For decades, metrologists have strived to retire ‘Le Grand K’ — the platinum and iridium cylinder that for 126 years has defined the kilogram from a high-security vault outside Paris. Now it looks as if they at last have the data needed to replace the cylinder with a definition based on mathematical constants.
The breakthrough comes in time for the kilogram to be included in a broader redefinition of units — including the ampere, mole and kelvin — scheduled for 2018. And this week, the International Committee for Weights and Measures (CIPM) will meet in Paris to thrash out the next steps.

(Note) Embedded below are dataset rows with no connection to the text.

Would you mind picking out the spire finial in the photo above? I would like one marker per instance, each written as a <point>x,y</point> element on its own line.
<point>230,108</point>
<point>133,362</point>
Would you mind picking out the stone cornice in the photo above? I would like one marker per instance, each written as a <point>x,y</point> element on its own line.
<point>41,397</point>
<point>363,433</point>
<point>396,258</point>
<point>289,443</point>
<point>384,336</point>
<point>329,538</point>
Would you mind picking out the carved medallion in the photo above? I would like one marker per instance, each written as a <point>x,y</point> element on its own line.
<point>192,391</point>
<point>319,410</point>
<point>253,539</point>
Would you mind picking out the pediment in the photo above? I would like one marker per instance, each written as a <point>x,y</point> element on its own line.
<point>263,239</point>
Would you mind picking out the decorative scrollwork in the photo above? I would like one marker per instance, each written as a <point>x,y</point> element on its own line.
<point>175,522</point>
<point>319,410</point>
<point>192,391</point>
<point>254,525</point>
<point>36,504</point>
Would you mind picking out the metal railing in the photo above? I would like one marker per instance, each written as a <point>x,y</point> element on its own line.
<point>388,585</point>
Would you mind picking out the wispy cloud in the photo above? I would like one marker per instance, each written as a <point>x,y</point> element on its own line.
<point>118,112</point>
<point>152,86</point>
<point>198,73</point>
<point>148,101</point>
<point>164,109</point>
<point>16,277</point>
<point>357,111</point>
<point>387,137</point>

“It is an exciting time,” says David Newell, a physicist at the US National Institute of Standards and Technology (NIST) in Gaithersburg, Maryland. “It is the culmination of intense, prolonged efforts worldwide.”
[...] In 2011, the CIPM formally agreed to express the kilogram in terms of Planck’s constant, which relates a particle’s energy to its frequency, and, through E = mc2, to its mass. This means first setting the Planck value using experiments based on the current reference kilogram, and then using that value to define the kilogram. The CIPM’s committee on mass recommends that three independent measurements of Planck’s constant agree, and that two of them use different methods.
(Score: 2, Informative) by Anonymous Coward on Thursday October 15 2015, @10:18PM
Correction: The metre was originally defined in 1793 as one ten-millionth of the distance from the equator to the North Pole. [wikipedia.org]
(Score: 0) by Anonymous Coward on Friday October 16 2015, @12:17PM
Actually it was originally defined as the length from the equator to the north pole of the meridian passing through Paris.